An SAA executive told union representatives at a meeting on Tuesday that no funding for SAA has as yet been found.
To complete the rescue process – which is still in the hands of the rescue practitioners – the DPE says it is overseeing four phases of the project. The first phase would be the restructuring of the airline, including the implementation of voluntary severance packages. The appointment of non-executive directors and a new management team would be the next phase. Philip Saunders, SAA’s chief commercial officer has already been appointed as acting CEO.
Thirdly, transaction advisors would have to be appointed and lastly the formation of “a customer centric airline designed to be lean, technologically capable, digitally modernised and agile to service all market segments”.
The mandate of the transaction advisor would be to assist the department in transaction planning, feasibility analysis, procurement and implementation of transactions and raising funds and investments for the new airline.
The rescue plan foresees that only 1 000 employees of the almost 5 000 would remain once the voluntary retrenchments and section 189 retrenchment processes are complete.

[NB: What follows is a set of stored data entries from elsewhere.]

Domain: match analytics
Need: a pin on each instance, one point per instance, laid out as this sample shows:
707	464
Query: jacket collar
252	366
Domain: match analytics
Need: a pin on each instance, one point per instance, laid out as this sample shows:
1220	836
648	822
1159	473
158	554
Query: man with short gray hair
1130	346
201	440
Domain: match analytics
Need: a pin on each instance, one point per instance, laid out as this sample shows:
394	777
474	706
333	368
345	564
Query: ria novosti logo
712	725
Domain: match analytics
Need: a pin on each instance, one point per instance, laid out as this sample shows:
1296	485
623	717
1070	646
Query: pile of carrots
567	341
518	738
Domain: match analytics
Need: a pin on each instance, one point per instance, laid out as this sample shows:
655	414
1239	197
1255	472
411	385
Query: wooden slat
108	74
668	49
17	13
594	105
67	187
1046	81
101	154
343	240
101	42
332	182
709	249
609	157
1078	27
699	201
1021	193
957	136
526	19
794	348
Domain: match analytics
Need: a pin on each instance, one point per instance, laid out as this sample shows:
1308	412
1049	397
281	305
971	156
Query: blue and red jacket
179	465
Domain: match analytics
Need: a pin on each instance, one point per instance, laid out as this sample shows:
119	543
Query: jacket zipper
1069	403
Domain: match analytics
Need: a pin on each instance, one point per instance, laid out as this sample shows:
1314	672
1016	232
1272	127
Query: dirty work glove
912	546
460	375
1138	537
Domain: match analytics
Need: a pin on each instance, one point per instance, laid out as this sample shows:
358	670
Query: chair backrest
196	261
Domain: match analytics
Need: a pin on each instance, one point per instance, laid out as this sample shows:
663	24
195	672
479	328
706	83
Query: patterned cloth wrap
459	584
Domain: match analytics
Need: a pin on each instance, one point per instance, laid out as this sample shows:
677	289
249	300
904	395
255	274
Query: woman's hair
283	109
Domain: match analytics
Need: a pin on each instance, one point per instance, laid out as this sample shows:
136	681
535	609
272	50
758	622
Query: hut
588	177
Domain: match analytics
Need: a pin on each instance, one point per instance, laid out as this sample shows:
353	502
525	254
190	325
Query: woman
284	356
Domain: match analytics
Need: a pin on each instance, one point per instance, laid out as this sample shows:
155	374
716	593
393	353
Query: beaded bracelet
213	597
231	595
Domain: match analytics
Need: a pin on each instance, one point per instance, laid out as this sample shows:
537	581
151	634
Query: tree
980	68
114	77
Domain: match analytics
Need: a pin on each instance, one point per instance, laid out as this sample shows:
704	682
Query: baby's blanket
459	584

They would be working under different terms and condition at the new airline.
A further about 1 000 employees will be placed on a temporary training lay-off scheme so that they can be absorbed into the new airline as and when new positions become available.
“The DPE welcomes the attraction of a mix of local and international investor groups to provide the new airline with technical, financial and operational expertise to ensure significant SA ownership whilst diversifying the investor base,” the DPE stated on Wednesday.
The DPE indicated it will maintain “a certain level of presence” in the ownership of the new airline. It would like to see the airline being used to connect Africa to the rest of the world as a competitive, viable and sustainable national airline for SA.
Fin24 has heard from a reliable source that the DPE has approached various aircraft manufacturers requesting proposals for a fleet for the new airline. The source also says local banks appear to be reluctant to lend SAA more money. Four local banks are already owed a total of R16.4 billion for loans to SAA. This has been guaranteed by government.
DPE has been approached for comment regarding it approaching the manufacturers as well as whether local banks will lend more, but at the time of publication no response had been received.
The rescue practitioners said they have no comment at this stage.
Mashudu Raphetha, president of the National Transport Movement says he welcomes the good news that the DPE as shareholder of SAA is currently finalising the appointment of the board.
“The number of staff opting for voluntary severance packages is encouraging and we don’t see any possibility of delaying SAA touching the skies,” he said.